I have been experiencing the below issue when I run the Population-Based Training scheduler for Ray Tune jobs. (Ray 2.0.0)

mlflow.exceptions.MlflowException: Changing param values is not allowed. Param with key='weight_decay' was already logged with value='0.2694032858904558' for run ID='5f50082291ec4f7cb3ab5692833839d5'. Attempted logging new value '0.07364522856301339'.

The cause of this error is typically due to repeated calls
to an individual run_id event logging.

Incorrect Example:
---------------------------------------
with mlflow.start_run():
    mlflow.log_param("depth", 3)
    mlflow.log_param("depth", 5)
---------------------------------------

Which will throw an MlflowException for overwriting a
logged parameter.

Correct Example:
---------------------------------------
with mlflow.start_run():
    with mlflow.start_run(nested=True):
        mlflow.log_param("depth", 3)
    with mlflow.start_run(nested=True):
        mlflow.log_param("depth", 5)
---------------------------------------

Which will create a new nested run for each individual
model and prevent parameter key collisions within the
tracking store.'

I’m currently using the MLflowLoggerCallback from ray.air.callbacks.mlflow to report metrics and parameters to the remote mlflow server.
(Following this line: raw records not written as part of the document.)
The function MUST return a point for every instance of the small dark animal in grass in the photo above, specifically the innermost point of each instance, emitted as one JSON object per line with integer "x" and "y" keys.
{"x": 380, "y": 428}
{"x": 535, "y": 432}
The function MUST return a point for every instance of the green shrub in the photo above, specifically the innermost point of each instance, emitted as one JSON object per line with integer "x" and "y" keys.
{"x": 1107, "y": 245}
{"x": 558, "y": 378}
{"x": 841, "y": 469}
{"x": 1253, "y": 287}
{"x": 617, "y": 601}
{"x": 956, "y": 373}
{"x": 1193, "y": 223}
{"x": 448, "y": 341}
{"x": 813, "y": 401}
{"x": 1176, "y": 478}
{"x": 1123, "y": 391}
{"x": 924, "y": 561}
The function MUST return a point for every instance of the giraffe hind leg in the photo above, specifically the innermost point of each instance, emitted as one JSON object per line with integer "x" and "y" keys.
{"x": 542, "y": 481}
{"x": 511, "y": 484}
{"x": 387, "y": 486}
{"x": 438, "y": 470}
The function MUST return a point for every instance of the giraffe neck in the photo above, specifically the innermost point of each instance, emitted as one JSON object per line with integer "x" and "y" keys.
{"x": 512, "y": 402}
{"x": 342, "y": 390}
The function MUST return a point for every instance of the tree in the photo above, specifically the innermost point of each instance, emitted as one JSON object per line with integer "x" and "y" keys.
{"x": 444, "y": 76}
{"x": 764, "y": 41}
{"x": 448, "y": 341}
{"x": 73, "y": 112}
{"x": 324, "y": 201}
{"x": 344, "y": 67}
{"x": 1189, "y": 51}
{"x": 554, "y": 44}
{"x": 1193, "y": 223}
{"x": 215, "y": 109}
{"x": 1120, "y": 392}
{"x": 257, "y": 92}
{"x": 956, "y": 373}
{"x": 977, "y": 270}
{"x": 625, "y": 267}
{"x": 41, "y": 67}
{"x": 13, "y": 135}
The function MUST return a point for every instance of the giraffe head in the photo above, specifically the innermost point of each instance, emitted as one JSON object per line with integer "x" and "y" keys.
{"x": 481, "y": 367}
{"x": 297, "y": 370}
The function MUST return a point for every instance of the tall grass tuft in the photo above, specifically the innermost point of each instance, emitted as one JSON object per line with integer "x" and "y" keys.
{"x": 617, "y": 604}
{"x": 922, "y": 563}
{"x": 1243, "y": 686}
It does not have the nested parameter to pass it to the mlflow util inside this class that invokes mlflow.start_run(). I would really appreciate any help on how to pass nested=True for MlflowLoggerCallback. Please let me know if there are any alternative implementations for the same.

Thank you for your time.

Regards,
Vivek

@saivivek15 Looks like this might be related to old issue still open. I remember this from my days at Databricks and MLflow.

Thank you @Jules_Damji for sharing the old issue. Could you please share if you have any workarounds/suggestions that you might have tried?

One thing you could try as workaround is salt the depth parameter. That is,

depth_id="depth" + <uniquid_id>
with mlflow.start_run():
            mlflow.log_param("depth_id", <value>)

That way each trail will log its unique depth_id-parameter.